New treatment strategies, for example, anti-CGRP medications or onabotulinumtoxin A injections, have been also employed in small studies. Anti-CGRP medications (monoclonal antibodies and gepants) have demonstrated moderate to significant VM improvement in 60% (n = 15) of patients [83]. Onabotulinumtoxin A injections have been shown to be effective in reducing vertigo and headaches in resistant VM cases, as reflected by improvements in the Headache Impact Test, Migraine Disability Assessment, Dizziness Handicap Inventory, Vertigo Symptom Scale, and even changes in functional brain connectivity [84].

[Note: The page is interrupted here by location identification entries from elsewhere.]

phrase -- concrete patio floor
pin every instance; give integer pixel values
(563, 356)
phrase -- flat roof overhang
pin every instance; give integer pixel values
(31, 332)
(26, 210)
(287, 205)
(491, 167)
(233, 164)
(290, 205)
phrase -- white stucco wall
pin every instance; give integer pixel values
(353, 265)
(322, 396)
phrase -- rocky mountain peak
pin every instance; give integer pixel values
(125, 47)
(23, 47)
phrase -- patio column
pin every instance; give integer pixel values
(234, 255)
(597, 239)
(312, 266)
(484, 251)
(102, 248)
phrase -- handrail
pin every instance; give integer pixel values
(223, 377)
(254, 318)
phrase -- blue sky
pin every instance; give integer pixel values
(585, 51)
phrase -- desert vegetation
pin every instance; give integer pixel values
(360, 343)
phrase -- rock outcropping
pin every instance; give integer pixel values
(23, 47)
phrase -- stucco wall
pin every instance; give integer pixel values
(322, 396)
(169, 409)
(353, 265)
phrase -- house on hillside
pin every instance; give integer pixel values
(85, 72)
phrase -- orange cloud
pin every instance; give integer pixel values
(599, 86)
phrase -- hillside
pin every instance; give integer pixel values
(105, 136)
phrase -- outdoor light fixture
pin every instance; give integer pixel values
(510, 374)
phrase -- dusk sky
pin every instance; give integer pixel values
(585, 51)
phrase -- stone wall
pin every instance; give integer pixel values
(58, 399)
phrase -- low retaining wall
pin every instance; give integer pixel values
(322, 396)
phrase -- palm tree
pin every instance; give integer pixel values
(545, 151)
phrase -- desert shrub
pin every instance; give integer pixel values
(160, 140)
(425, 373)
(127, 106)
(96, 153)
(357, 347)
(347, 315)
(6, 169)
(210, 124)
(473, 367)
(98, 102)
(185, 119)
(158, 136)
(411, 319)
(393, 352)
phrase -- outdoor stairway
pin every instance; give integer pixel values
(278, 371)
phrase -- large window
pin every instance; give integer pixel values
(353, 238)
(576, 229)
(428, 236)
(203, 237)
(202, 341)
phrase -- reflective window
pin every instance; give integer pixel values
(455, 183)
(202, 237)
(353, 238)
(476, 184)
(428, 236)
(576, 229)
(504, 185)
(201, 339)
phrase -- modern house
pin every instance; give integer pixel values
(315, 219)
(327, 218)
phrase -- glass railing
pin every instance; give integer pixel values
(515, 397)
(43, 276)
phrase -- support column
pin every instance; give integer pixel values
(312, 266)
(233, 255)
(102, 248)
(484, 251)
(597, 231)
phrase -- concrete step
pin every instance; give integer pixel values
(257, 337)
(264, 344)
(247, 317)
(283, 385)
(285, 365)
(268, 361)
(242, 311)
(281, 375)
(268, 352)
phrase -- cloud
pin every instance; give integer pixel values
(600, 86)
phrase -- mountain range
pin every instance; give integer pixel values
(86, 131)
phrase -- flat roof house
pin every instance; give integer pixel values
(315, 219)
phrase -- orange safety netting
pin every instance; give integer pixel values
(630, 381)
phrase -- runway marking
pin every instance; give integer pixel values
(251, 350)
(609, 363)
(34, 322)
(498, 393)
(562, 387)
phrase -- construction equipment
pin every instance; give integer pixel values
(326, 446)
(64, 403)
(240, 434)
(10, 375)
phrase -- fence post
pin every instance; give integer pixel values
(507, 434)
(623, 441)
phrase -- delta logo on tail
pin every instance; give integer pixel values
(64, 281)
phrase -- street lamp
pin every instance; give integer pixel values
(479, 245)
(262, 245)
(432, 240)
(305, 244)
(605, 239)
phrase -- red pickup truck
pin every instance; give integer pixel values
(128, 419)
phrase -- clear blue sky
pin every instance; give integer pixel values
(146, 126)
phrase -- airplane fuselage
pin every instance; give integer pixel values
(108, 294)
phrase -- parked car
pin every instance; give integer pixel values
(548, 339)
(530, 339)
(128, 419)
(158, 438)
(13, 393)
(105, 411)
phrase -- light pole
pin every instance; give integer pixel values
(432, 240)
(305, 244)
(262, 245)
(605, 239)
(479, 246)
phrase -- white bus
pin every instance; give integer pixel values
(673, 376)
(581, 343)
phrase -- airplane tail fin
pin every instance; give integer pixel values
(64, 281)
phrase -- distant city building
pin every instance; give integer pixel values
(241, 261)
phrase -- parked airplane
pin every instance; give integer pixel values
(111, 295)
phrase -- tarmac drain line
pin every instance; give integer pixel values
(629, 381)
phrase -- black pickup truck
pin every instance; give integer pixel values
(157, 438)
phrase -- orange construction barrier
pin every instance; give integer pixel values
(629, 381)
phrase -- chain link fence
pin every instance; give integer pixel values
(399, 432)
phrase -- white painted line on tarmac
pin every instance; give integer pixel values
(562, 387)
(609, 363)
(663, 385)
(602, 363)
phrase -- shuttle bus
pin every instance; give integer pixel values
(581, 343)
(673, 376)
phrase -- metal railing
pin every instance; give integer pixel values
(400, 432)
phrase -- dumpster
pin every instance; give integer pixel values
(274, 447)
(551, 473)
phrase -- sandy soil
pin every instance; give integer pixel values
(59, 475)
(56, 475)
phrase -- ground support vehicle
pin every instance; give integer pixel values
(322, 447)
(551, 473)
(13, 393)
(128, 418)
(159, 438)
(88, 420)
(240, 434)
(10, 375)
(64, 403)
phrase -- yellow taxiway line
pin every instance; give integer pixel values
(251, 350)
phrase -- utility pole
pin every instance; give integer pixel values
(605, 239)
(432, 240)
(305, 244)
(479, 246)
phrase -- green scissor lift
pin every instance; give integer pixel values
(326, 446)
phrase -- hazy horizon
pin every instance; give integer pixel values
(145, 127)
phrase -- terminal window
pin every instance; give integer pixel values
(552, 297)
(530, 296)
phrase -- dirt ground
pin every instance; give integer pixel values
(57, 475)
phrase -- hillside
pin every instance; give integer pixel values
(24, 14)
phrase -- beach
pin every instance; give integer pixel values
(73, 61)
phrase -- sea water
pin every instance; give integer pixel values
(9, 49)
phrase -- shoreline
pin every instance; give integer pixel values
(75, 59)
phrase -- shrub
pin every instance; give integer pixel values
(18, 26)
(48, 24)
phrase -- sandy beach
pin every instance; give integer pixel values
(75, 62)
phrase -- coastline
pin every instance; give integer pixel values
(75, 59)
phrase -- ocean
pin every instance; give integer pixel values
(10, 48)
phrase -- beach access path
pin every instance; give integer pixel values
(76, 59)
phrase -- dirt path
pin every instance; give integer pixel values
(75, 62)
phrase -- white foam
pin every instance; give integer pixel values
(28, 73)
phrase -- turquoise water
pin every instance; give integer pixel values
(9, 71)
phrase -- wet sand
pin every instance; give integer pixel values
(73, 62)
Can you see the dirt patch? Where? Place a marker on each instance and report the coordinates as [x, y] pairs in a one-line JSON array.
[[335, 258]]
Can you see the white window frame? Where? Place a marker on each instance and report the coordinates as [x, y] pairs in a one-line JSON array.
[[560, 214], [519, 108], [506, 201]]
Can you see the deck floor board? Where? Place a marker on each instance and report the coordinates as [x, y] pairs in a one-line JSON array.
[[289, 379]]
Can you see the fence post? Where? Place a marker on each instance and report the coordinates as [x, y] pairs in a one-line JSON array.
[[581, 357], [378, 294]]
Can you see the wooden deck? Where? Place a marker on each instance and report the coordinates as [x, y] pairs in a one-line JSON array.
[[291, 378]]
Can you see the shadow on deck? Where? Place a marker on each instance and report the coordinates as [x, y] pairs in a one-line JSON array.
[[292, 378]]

Many patients prefer non-pharmacologic treatment to taking medications on a daily basis. In those cases, alternative methods such as relaxation training, biofeedback training, and cognitive behavioral therapy that have shown significant improvements could be suggested [73].
3. Conclusions
VM is a disorder characterized by migrainous headaches and associated vestibular symptoms. VM is believed to be a very common condition affecting up to 2.7% of the general population, whereas probable and definite VMs are reported to be the most frequent episodic non-ischemic vestibular syndrome in primary care. Furthermore, VM is frequently comorbid, with other vertigo-causing disorders. The diagnosis of VM is based on the consensus diagnostic criteria and the exclusion of other vestibular disorders. There is no single instrumental or laboratory test that can reliably confirm or reject the diagnosis of VM. Although no evidence-based guidelines exist for the treatment of VM, in clinical practice, a combination of painkiller and vestibular suppressant for acute VM attacks is commonly used. Similarly, personalized prevention of migraine headaches has been shown to reduce the frequency of VM episodes.